If you really want to export T31e, you need to spend significant money on
- building up an efficient infrastructure,
- designing and testing an innovative and competitive design,
- in order to make the
unit cost as cheap as possible
T31e program totally lack the first two expensive part.
As a natural result, T31e program is now importing foreign design (Atlas and Babcock), or BAES itself bidding, "using" Camell Laird facility to build. The ship builder partnered with Atlas may be able to
learn how Germans build the 2nd-tier frigates. Babcock may be able to
learn and steal the technology from Danish OMT. I am not kidding here. In NSbS point of view, this is "must". If it is BAES, they need to establish the way to build 2nd-tier escort cheaply in "other" shipyards, and Camell Laird must learn from BAES.
Even though they built S.D. Attemborough, Camell Laird is NOT YET competitive enough as NSnS requires. They are currently cutting their labor force even though big RFA and T45 refit bids were won. At least, CL themselves do not see good chance to get export bids.
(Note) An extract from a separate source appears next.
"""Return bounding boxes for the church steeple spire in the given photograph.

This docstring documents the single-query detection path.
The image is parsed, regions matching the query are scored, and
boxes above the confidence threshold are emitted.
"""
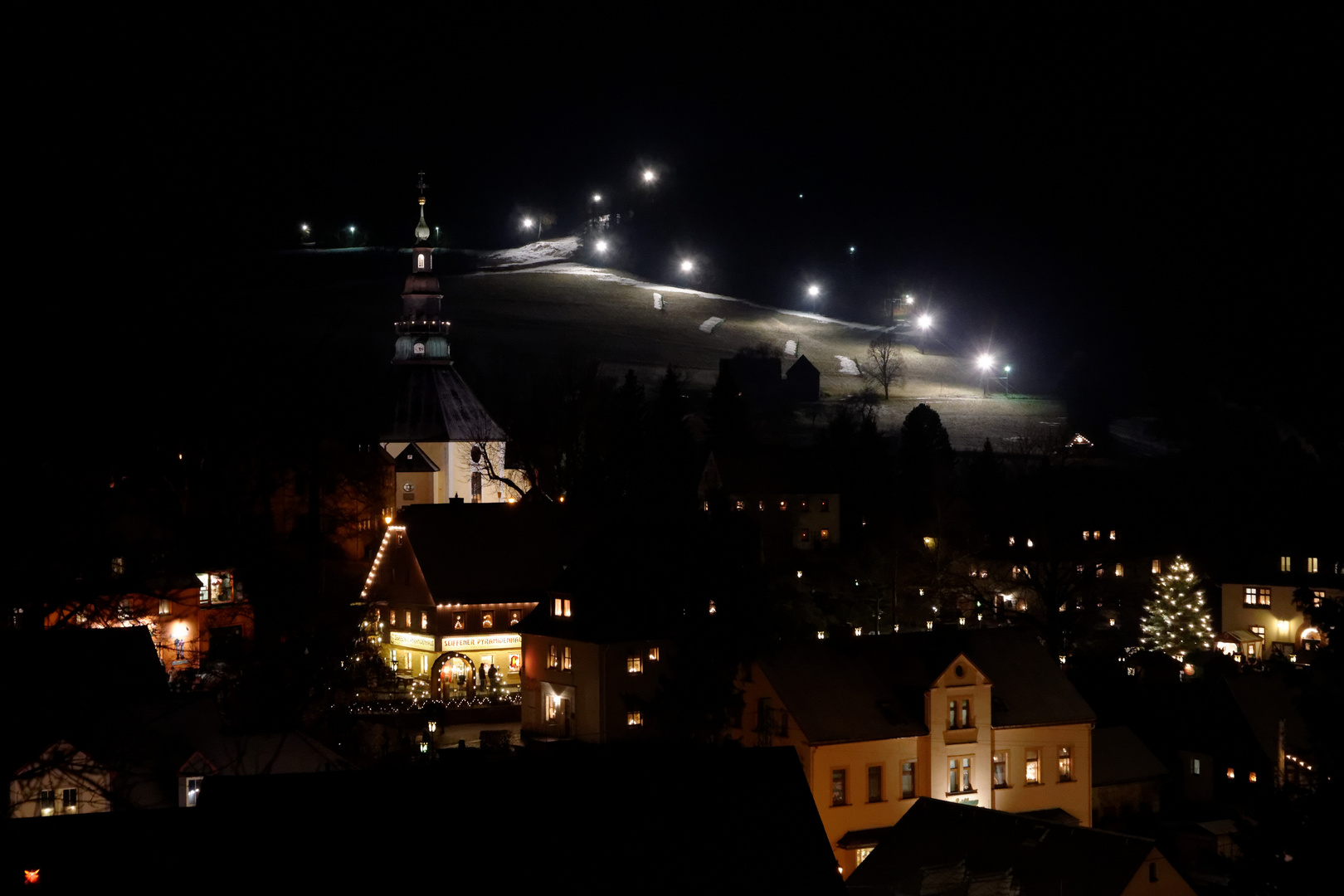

To be more competitive, they need to improve more.
From these assessments, I can say, I do not believe what NSbS says.
... What is more important than the initial role specification is what the design is capable of being. The more that goes into the hull rather than what you bolt onto the hull, the better, the larger, the better, the more flexible, the better. This is a design that should provide the second tier for the RN (and hopefully the top tier for a number of smaller navies that are looking to improve their current fleets) for many years to come.
What is important is how the design is "exportable built in UK". Other than BAE Leander, they are not of UK design. So forget about "design export". (T26 and Tides are already successful there
)
As already presented elsewhere, if the ship is too capable, the nations wanting them will be "large/medium", and they will try to built it in their own ship builders, not in UK. Exceptions are Saudi-Arabia (FTI or FREMM may get it), New Zealand (the only chance?), and .... I have no other candidates. But, even if UK wins RNZN order, it cannot support UK shipbuilders for decades.
On the other hand, if the ship is too "corvette" like, there are already big competitors: Gowind-2500 and Damen 10514. Italian corvette is also competitive. Of course, there are Chinese, Korean, and Indian ones.
I think the good way to go is to make it "cheap" but "long leg". As armed as Gowind-2500 and Damen 10514, a bit larger to have a good range/endurance. (just repeating the T31e RFI).
The design shall be capable of adopting many options, but it does not need to take all the options on. A or B, NOT A and B. For example, UK T31e will NOT be significantly improved. There are many "holes" in UK military, and up-arming T31e will be not in high priority. (more P-8A, more F35B, T26 land attack missile, T45 CAMM and 5in gun...). A big hollow ship is also not competitive in export.
Not so long ago, there were plenty of voices on here expressing the view that we would never sell the T26 design, because it was too big, too RN-specific, too expensive, too whatever. Look at it now.
As I said, this is ship designing and promotion, not building. And, it is BAE, not Babcock nor Atlas.
If the first five T31 are implemented as "patrol" frigates, then I don't see it as a problem, as long as the hull is capable of being other things.
I see very little chance to see "the 2nd batch" of T31e, and even so, I am not sure it is better than adding a few more T26, British owned, British origin design, successful in export. RAN and RCS decision has changed the atmosphere here. More T26 than more T31, I guess?